Fourth, energy supply and demand need to be matched to drive future investment. Commercial and offtake agreements are important for investment approvals, especially for large capital projects and infrastructure programmes, as they provide a secure source of revenue. Currently, the market for green products remains small, such as hydrogen, which is only 1% of the size of the current industry.

The First Movers Coalition aims to accelerate the critical emerging climate technologies needed to decarbonize the world’s most emission-heavy sectors, with a commitment to meet the annual demand for emerging technologies of $16 billion by 2030.

Both the public and private sectors need to act to stimulate investment by de-risking future demand. Japan and the United Arab Emirates (UAE) recently partnered to ship thousands of tonnes of green ammonia, marking the first initiative of this scale.

Fifth, achieving a successful energy transition requires both global cooperation, such as joint commitments, such as those made at COP28, and individual actions tailored to initial conditions, readiness and sector priorities.

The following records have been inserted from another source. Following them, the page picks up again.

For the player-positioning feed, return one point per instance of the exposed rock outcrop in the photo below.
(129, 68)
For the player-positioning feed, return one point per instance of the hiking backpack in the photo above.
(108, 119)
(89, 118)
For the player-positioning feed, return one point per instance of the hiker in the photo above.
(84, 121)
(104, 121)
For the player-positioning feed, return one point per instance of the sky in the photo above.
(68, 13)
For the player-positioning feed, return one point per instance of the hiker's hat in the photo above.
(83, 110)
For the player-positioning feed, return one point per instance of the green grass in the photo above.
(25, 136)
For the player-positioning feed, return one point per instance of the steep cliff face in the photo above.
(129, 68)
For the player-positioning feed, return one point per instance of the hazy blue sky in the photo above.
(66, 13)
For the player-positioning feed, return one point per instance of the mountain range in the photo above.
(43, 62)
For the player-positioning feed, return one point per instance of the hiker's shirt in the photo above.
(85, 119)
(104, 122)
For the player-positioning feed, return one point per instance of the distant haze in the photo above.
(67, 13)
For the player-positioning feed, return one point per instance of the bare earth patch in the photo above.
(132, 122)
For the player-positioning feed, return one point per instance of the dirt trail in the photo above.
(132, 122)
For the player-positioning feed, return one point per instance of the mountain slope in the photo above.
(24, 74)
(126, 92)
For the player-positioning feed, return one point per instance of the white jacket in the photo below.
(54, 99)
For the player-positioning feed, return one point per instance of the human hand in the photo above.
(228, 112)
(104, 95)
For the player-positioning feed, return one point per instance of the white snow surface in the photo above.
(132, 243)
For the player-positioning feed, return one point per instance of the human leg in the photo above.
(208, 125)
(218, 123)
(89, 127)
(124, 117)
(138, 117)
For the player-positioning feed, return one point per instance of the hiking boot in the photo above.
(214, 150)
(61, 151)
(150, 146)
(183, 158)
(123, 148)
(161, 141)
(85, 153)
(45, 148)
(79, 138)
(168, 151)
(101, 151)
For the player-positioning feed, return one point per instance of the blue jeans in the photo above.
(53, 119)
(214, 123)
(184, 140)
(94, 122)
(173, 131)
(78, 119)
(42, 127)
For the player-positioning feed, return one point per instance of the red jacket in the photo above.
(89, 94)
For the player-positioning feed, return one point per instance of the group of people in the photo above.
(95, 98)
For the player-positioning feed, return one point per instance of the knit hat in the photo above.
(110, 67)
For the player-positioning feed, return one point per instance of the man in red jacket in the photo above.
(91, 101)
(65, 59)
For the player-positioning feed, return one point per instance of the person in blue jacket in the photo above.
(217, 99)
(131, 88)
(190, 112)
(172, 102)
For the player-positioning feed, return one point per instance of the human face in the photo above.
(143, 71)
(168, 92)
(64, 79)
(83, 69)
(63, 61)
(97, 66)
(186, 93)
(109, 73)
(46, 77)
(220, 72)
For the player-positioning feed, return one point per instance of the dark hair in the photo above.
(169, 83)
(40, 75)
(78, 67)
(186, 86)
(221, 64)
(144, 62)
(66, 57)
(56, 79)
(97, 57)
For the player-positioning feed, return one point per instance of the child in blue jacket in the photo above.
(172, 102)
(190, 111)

The most significant difference in system performance between advanced economies and emerging and developing countries lies in the disparity in energy equity, particularly in emerging Asia and sub-Saharan Africa… Meanwhile, global momentum depends on engaging all countries, not just advanced ones.

The message from this year’s Energy Transition Index (ETI) is clear: We are deep into the race. Momentum is more important now than ever. Decision-makers around the world must act together to pick up the pace and accelerate the transition to a just, secure, and sustainable energy future.